Bir filmi bağımsız kılan kriterlere gelince; yaratım ve üretim sürecindeki otonomidir. Belgesel sinemacının bağımsız olabilmesi için önce yetkin olması gerektiğini düşünüyorum. Yani, iyi bir entelektüel ve araştırmacı olmalı. Hayat bilgisi olmalı. Erdemli olmalı. Bir hareketli görüntü üreticisi olarak; belgesel ve kurmaca sinemaya teknik, estetik ve teorik bağlamda hâkim olmalı.

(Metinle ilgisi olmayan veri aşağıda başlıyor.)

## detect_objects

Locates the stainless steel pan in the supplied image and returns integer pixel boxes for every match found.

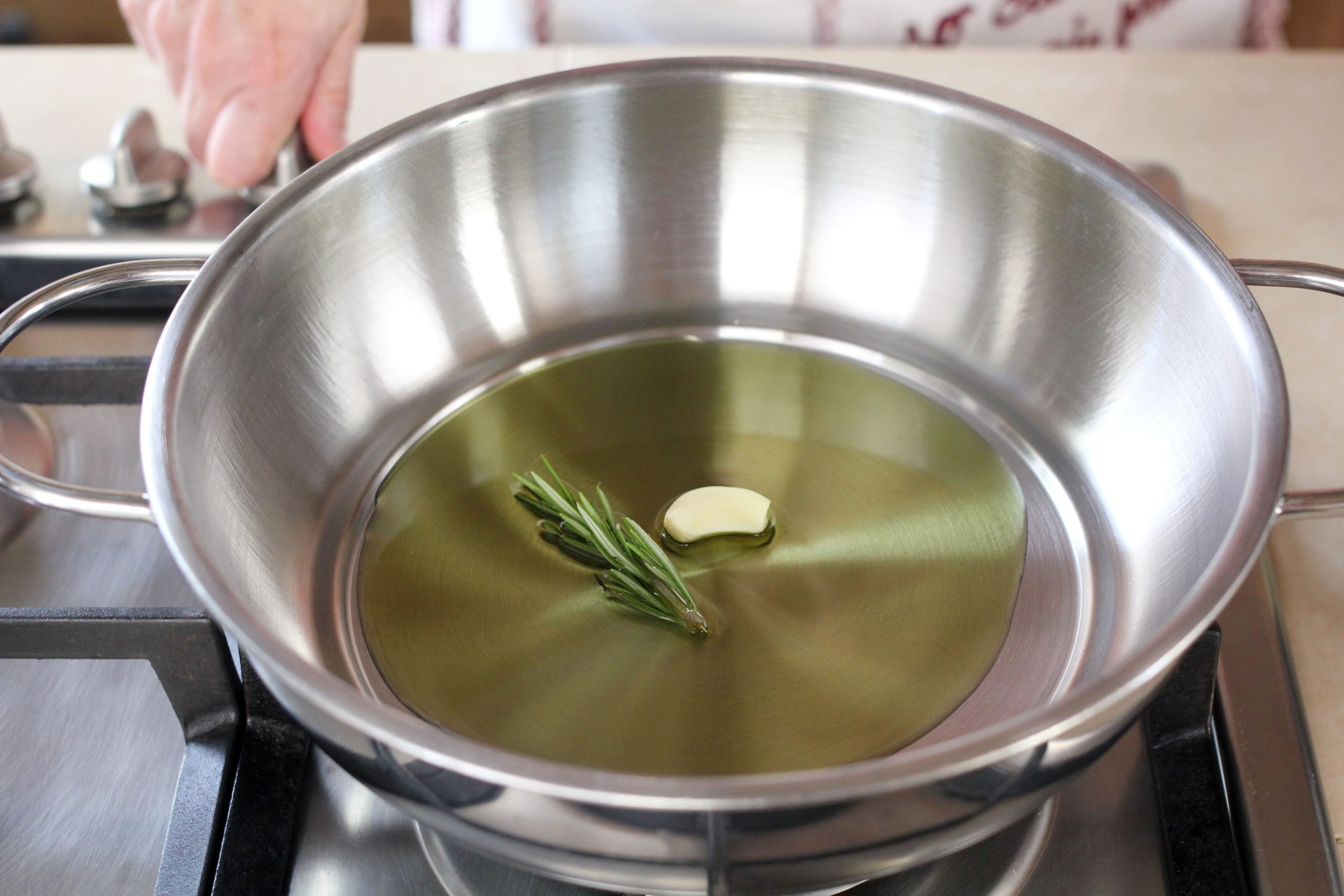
[0,59,1344,894]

Türkiye’de belgesel sinemacı hem filmin yaratıcısı, yönetmeni hem de yapımcısı olmak zorunda.Ülkemizde belgesel film yapımcılığı kurumsal ve meslek olarak var olabilse tartıştığımız konu ve başka sorunların çözümü için çok faydalı olabilir.
“Bir belgesel film ne zaman ürün olürak bağımsızlığını kaybeder?” soruna gelince cevabım şu Semra: Filmin hakikatine şu ya da bu kaygı ve sebeple dışarıdan müdahale edilmesine izin verildiği zaman.
Bu arada kendimi “belgesel sinemacı” olarak tanımlıyorum.1991 yılından bu yana belgesel projelere kamera asistanı, yapım asistanı, kameraman, montajcı, sinematograf, yapımcı ve yönetmen olarak emek verdim. 2005 yılından bu yana da belgesel sinemayı akademik olarak çalışıyorum. Hem şirket ortağı olarak, hem akademik kurumlar içinde hem de bireysel olarak belgeseller üretegeldim, üretiyorum.